Content Drilldown is available through the API, so I could write something that authenticates against the API, performs the queries and stores the results, but that would be overkill, considering I also have the access log from Apache at my disposal.
I was able to make a report similar to what is on Google Analytics by using several Unix tools. Here’s what I did in one line to get the same type of information.
$ grep -oP '/property/\d+' access_log | sort | uniq -c | sort -rn
12289 /property/1508
11226 /property/0714
9630 /property/1506
8272 /property/0906
8130 /property/1507
...
First, grep
(globally search with regular expressions and print) will take in a file – in this case, “access_log” – and return only the portion of each line that matches the regular expression “/property/\d+
“. The significant portion of that is the \d+
which means match one or more digits. Normally, grep
returns the entire line when there is a match. The -oP
are two flags to say only return the match and use Perl regular expressions.
If you’re not familiar with Unix, you may have once looked at your keyboard and thought, “what’s that vertical line and when would I ever need it?” The vertical line is often referred to as the “pipe” character, as it signifies that the output of one Unix tool should be passed (or piped) into the next tool written on the command line. With this, we can channel the results of a tool into the next tool for further processing.
We pipe the output of grep
(a list of all second-order directories accessed by visitors) into sort
. sort
does what is sounds like, sorting each line returned alphabetically. We sort the output of grep
to use the next tool to give us our count, uniq
.
uniq
collapses duplicate lines into one and can also provide a count of lines collapsed (using -c). In order for uniq
to work properly, we need to sort the file first.
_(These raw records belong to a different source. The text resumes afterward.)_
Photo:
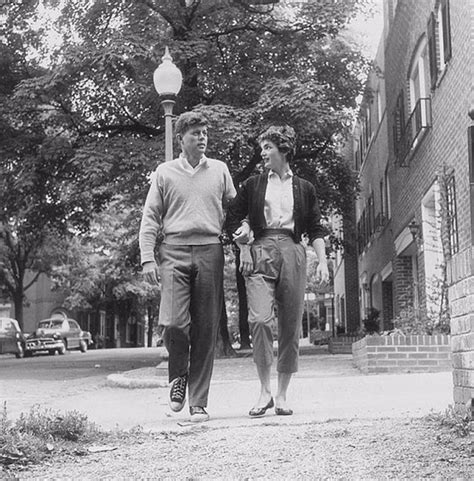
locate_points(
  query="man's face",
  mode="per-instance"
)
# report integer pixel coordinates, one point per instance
(194, 141)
Finally, I sort the piped output one more time, now using the
r
and n
flags, which reverse the order and sort numerically instead of alphabetically, allowing me to see the most-visited municipalities at the top of my output.
I can further process these results, using other tools like awk
and sed
to perform other tasks, such as reformatting to CSV for loading into a database.
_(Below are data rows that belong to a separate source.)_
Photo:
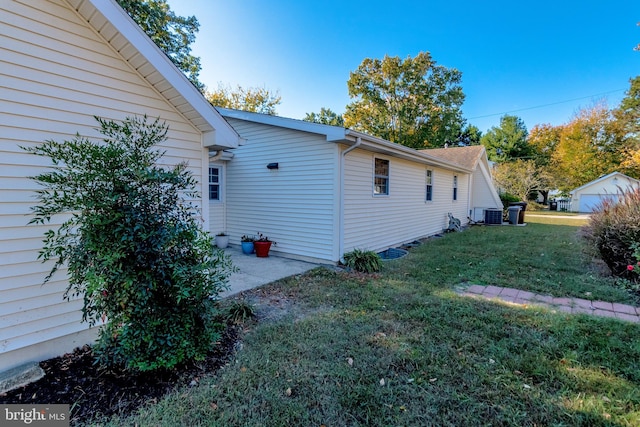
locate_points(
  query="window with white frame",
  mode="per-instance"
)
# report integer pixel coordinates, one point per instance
(214, 183)
(455, 187)
(381, 177)
(429, 185)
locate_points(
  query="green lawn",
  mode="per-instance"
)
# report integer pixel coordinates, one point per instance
(403, 349)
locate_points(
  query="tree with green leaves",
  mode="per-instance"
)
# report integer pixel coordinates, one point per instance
(589, 147)
(326, 117)
(508, 141)
(627, 117)
(543, 140)
(414, 102)
(255, 100)
(172, 33)
(518, 177)
(133, 244)
(470, 135)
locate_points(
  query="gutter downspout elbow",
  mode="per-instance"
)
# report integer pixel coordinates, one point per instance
(341, 197)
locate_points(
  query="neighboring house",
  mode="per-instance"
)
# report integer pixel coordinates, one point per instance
(321, 191)
(589, 196)
(482, 191)
(61, 63)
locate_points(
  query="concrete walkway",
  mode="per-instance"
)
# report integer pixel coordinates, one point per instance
(567, 305)
(254, 272)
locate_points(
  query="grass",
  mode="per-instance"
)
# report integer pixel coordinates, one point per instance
(402, 348)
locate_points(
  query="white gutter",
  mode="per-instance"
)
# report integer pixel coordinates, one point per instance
(341, 196)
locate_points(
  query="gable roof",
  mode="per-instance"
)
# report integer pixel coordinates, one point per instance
(464, 156)
(347, 136)
(117, 28)
(603, 178)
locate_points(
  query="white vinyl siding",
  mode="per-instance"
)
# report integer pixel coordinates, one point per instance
(56, 74)
(377, 223)
(591, 195)
(297, 204)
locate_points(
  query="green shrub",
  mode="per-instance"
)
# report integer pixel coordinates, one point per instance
(613, 230)
(363, 261)
(133, 245)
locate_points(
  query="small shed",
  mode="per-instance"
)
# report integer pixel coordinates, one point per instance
(589, 196)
The Unix philosophy has always been in the back of my mind when working with Desktop GIS. The UIs are always so busy and complex that you often struggle with knowing what tool to use but being unable to find it. Or be stuck with the point-and-click mentality, where the tools expect human intervention in order to work. While concepts like ModelBuilder in ArcGIS Desktop are a step in the right direction, it still leaves much to be desired. Don’t get me wrong, I’m not suggesting we go back to AML, but we should put more thought into the tools that are available to us and use the ones that are best for the job. While I’m most at home programming in Python and could easily have written something in the language to parse the file and tally the results, it was ultimately much quicker to briefly experiment with existing tools and come up with a solution.
The right tools aren’t always the familiar ones, but you might become more familiar with them with some experimentation.